I suggest in my book Truth in Action and many times on my blog that character is a myth and we should just give up on it, character to my mind leads to more problems than opportunity, and often than not, a great deal of self indulgence, for me it leads to a few similar email queries each week.
People are reticent to give up their romantic notion of the actor’s job as the creation of character. They seem disappointed that I should suggest otherwise, even when what I say makes sense to them.
I’m not quite of the simplistic belief that you just get up and be yourself, that wouldn’t be very engaging. But we can only ever be ourselves. The job is to truthfully bring the character to life for the audience.
But there are two sides that to process. One is that the audience must see an illusion called character. The other is that the actors must produce an illusion called character. The problem comes when the actors confuse their side of the process with the audience’s side.
In other words, the production of the illusion is not the same job on either side of the process. The audience wilfully create character, who goes to the theatre with ‘go on, convince me’ on their minds? They paid their small fortune for a theatre ticket, now they want to believe in the fiction.
And as long as the illusion is consistent with the audience’s sense of that character, they accept it and go along with it. The audience by wilful presumption go along with you. Just as if I bring my friend along when I meet you in the pub after the show and say ‘this is Dan, he works in the Genius Bar at Apple’, if Dan behaves consistently with your idea of an Apple Genius called Dan, then you will be willingly believe it. When his actions (or words) are not consistent with Dan the Apple Genius, then we question the veracity of Dan.
The audience do a lot of the work. They see the actor and attribute what they do to the illusion called character. They pretend and the illusion comes to life in the fiction.
Then there is the author. They take a bunch of lines and through habitual repetition create this fictional thing called a character. The words of the script help further to create the illusion of character.
Then comes the actor, they create illusion, but their part of the process contains no fictional element. What they do is create an illusion, but as they are not the part of the process that needs to pretend anything, they do it by living truthfully under the restrictions of the given circumstances. In other words, I speak and act in line with the requirements of the scene, but I act as myself. I cannot act any differently, I can only be myself.
But am I just myself? It depends what you mean.
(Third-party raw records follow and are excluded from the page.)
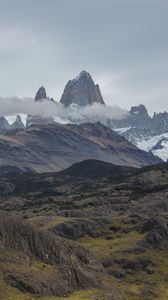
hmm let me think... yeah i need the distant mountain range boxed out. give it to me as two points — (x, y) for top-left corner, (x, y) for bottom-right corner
(112, 105), (168, 161)
(0, 70), (168, 163)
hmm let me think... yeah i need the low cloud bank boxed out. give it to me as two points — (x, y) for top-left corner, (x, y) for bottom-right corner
(0, 97), (127, 123)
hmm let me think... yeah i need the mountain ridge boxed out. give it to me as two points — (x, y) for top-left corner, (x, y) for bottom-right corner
(0, 70), (168, 162)
(0, 122), (161, 173)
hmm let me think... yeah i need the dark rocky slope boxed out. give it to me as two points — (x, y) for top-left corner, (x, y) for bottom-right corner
(0, 122), (161, 173)
(0, 211), (104, 297)
(58, 159), (136, 180)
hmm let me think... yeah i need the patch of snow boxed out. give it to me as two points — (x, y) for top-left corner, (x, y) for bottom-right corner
(74, 73), (81, 81)
(137, 133), (168, 151)
(19, 114), (27, 126)
(5, 115), (16, 125)
(154, 140), (168, 162)
(137, 133), (168, 162)
(114, 127), (131, 134)
(70, 103), (81, 109)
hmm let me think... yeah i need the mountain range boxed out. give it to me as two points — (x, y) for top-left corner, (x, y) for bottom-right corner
(113, 105), (168, 161)
(59, 72), (168, 161)
(0, 70), (168, 165)
(1, 71), (168, 300)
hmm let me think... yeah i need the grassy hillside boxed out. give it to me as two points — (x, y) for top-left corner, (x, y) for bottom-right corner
(0, 159), (168, 299)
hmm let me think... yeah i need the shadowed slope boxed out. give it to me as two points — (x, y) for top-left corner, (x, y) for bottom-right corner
(0, 122), (162, 173)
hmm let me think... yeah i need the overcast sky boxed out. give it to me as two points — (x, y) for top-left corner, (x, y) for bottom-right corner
(0, 0), (167, 114)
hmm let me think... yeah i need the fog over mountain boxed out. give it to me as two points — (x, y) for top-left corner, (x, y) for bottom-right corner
(0, 65), (168, 163)
(0, 96), (126, 122)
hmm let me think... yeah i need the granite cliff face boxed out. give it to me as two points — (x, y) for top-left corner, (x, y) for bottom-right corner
(34, 86), (54, 102)
(129, 104), (152, 128)
(60, 71), (105, 107)
(34, 86), (47, 101)
(113, 104), (152, 130)
(152, 111), (168, 134)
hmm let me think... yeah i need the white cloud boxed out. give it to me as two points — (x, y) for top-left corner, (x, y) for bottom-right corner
(0, 97), (127, 122)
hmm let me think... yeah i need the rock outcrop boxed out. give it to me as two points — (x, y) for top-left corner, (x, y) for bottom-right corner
(0, 211), (103, 297)
(143, 217), (168, 249)
(60, 71), (105, 107)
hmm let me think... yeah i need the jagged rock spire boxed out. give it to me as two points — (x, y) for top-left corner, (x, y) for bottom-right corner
(34, 86), (47, 102)
(34, 86), (55, 102)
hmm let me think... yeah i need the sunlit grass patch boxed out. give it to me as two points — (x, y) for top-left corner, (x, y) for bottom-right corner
(79, 231), (145, 259)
I cannot become Hamlet, there is no Hamlet, there is no such person, Hamlet only exists when my actions, combined with Shakespeare’s words are combined with the imagination of a willingly complicit audience.
I think when people read when I say ‘there is no character, there is only you’ they think I mean, it’s you, hanging out right now in your jeans, drinking a diet coke and maybe saying Hamlet’s lines.
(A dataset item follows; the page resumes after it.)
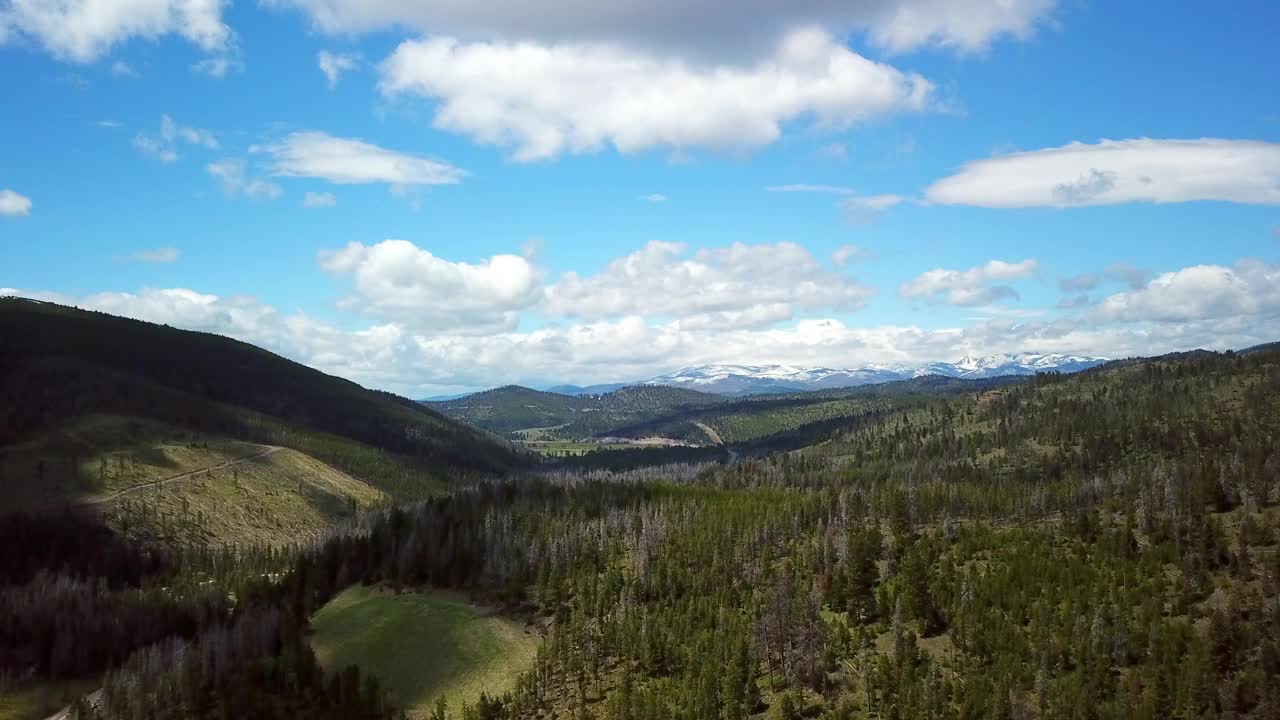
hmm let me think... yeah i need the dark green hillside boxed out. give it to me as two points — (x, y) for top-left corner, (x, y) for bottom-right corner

That’s not at all what I mean.
I mean that the actor understands the script and scene so well, that they boiled down the essence of the scene into something that they can do in that scene that creates the illusion of Hamlet. The actor does not put themselves into the character’s shoes or situation, they put themselves in personal analogous circumstances that bring out the right behaviour for the scene. This creating the illusion of Hamlet without every pretending to be him.
In the scene, the character is pleading with Drake not to sell the farm. In the real world, the actor has translated that into ‘to prevent someone making a terrible mistake’. Drake is your character’s brother. In analogous circumstances, your brother, sister or other family is about to make a terrible mistake. Giving up Uni, quitting their job etc, you work out how you would behave and then you do that to the actor playing Drake. When you truthfully do those things to the actor playing Drake, the audience, the author and your actions combine and the character is born.
But on your side of the process, it is just you, doing something real to another actor that produces the illusion of your character pleading with Drake not to sell the land. By finding a parallel ‘doing’ and really doing that to the real actor, the audience see character represented before them.
So while yes, you are being yourself, it is yourself plus audience’s imagination and willingness to be complicit, plus fictional character from the script and carrying out actions that when done truthfully with the other actors, give the illusion of being the character.